At the Library:
- Through mid-April: AARP Foundation’s free tax help on Tuesdays, Thursdays, and Saturdays 10 a.m. – 2 p.m.
- Thursday, April 10 at 5 p.m.: “Aging Eyes” is the topic of this month’s Take Note Sedona lecture series, with board-certified ophthalmologist David Deutch, M.D. For more information on this event call 928-639-6551.
By Virginia Volkman, Library Director
Sedona AZ (April 4, 2014) – Inaugurated by the Academy of American Poets in 1996, National Poetry Month is now held every April, when schools, publishers, libraries, booksellers, and poets throughout the United States band together to celebrate poetry and its vital place in American culture.
The website www.poets.org is promoting this year’s Poetry Month nationwide. One of their original ideas is “Poem in Your Pocket Day.” Join thousands of individuals across the U.S. and carry a poem in your pocket on April 24, 2014. Sedona Public Library invites you to take a poem from our display so that you’re prepared. Or contribute a poem written by your favorite poet or your own original poem.
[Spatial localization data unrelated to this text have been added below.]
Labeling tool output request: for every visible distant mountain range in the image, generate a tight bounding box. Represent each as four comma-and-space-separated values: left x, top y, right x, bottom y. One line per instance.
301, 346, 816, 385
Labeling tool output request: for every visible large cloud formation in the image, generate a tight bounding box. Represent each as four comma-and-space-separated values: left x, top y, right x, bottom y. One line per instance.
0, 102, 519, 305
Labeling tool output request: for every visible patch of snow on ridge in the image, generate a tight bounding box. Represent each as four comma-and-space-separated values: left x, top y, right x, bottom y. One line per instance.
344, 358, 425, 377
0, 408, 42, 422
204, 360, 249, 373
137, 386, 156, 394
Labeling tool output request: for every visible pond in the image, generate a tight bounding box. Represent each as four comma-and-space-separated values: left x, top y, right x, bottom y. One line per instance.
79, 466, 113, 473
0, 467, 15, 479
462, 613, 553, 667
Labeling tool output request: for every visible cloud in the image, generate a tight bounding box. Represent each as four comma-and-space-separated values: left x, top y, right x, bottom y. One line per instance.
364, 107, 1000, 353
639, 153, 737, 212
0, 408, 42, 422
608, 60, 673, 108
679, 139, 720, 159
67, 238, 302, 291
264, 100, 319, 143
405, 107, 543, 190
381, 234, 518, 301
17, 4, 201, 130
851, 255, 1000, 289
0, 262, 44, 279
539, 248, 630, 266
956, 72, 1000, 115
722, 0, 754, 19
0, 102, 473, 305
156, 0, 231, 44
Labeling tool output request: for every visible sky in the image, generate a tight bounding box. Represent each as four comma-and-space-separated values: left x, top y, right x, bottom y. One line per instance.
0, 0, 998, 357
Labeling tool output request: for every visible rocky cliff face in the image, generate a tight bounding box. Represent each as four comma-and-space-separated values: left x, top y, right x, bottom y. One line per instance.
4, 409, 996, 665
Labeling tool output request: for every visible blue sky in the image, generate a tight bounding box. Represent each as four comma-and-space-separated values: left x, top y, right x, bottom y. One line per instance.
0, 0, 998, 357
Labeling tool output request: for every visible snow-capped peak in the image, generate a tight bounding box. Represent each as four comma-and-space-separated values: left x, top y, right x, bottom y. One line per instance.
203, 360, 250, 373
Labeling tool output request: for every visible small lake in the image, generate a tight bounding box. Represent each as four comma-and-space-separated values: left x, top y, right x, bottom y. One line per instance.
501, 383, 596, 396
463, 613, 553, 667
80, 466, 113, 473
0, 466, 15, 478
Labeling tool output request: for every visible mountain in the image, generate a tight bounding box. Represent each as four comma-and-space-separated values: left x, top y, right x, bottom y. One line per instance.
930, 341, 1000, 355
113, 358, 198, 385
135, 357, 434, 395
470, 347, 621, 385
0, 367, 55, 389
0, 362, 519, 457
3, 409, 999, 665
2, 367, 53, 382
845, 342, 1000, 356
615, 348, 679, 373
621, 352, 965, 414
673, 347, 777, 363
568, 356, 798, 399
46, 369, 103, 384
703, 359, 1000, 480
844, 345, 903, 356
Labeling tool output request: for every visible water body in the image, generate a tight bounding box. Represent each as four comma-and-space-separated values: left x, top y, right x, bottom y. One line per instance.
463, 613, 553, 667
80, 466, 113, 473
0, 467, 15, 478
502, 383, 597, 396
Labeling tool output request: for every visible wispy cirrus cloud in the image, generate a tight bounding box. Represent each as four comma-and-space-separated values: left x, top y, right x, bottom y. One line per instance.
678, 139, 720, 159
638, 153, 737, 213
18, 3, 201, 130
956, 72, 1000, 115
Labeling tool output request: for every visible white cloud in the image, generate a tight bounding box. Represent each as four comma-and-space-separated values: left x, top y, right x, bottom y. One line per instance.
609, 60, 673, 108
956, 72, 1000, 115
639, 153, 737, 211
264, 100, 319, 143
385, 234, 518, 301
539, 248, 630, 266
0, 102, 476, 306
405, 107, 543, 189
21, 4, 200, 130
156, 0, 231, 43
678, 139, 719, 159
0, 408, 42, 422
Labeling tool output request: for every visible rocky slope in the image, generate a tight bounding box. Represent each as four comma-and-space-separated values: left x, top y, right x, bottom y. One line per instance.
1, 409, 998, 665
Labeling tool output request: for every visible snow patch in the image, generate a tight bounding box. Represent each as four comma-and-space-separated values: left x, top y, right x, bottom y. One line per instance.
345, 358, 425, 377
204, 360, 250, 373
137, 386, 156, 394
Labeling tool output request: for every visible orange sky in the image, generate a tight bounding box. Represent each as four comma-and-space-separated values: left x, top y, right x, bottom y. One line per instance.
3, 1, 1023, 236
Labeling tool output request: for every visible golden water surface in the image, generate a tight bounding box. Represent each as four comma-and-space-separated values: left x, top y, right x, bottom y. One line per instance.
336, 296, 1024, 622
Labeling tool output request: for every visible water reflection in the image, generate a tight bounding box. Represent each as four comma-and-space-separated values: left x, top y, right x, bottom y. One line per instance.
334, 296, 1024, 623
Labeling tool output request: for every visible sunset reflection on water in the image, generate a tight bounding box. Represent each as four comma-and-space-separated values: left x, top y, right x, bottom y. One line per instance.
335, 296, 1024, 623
For those interested in sharing their poetry, the Sedona Writing Salon is hosted by author Gary Every on the first and third Tuesday of each month, from 4 to 6 p.m. at the Library. Attendees read their works and offer constructive criticism to each other. Every Salon features a writing exercise, among other activities, and first-time authors have a great opportunity to receive considerate criticism. It’s also an opportunity for authors to exchange information and ideas about workshops, and discuss the works of favorite authors.
I recently had a conversation with local poet Mary Heyborne. Three books of Heyborne’s poetry are included in our collection, along with the works of many other local poets. Heyborne told me that she was inspired to write the poem “On the Dedication of Sedona Library” after attending the dedication of the library building on White Bear Road. The poem begins this way:
“From every corner of our town,
in demographic sweep,
we came—from young to very old—
with ‘promises to keep.’
Two solid arms of stone reached out
and drew us near the door
of something more than columns,
and roof, and walls and floor.
A dream come true had called us there.
We came to dedicate
our library—Sedona’s jewel—
and also celebrate
Our City’s namesake cast in bronze
placed at the entryway.
Sedona was to be unveiled
that crisp October day.”
The closing lines of the poem sum up Heyborne’s thoughts on that day in 1994, when a community came together after years of heated discussions over incorporation and the establishment of a local school district:
“These rites, expressing future hopes
born of a common past,
saw separateness, exalted to
community, at last!”
Stop by the Library during the month, or any time of the year and check out a book of contemporary poetry or one the classics.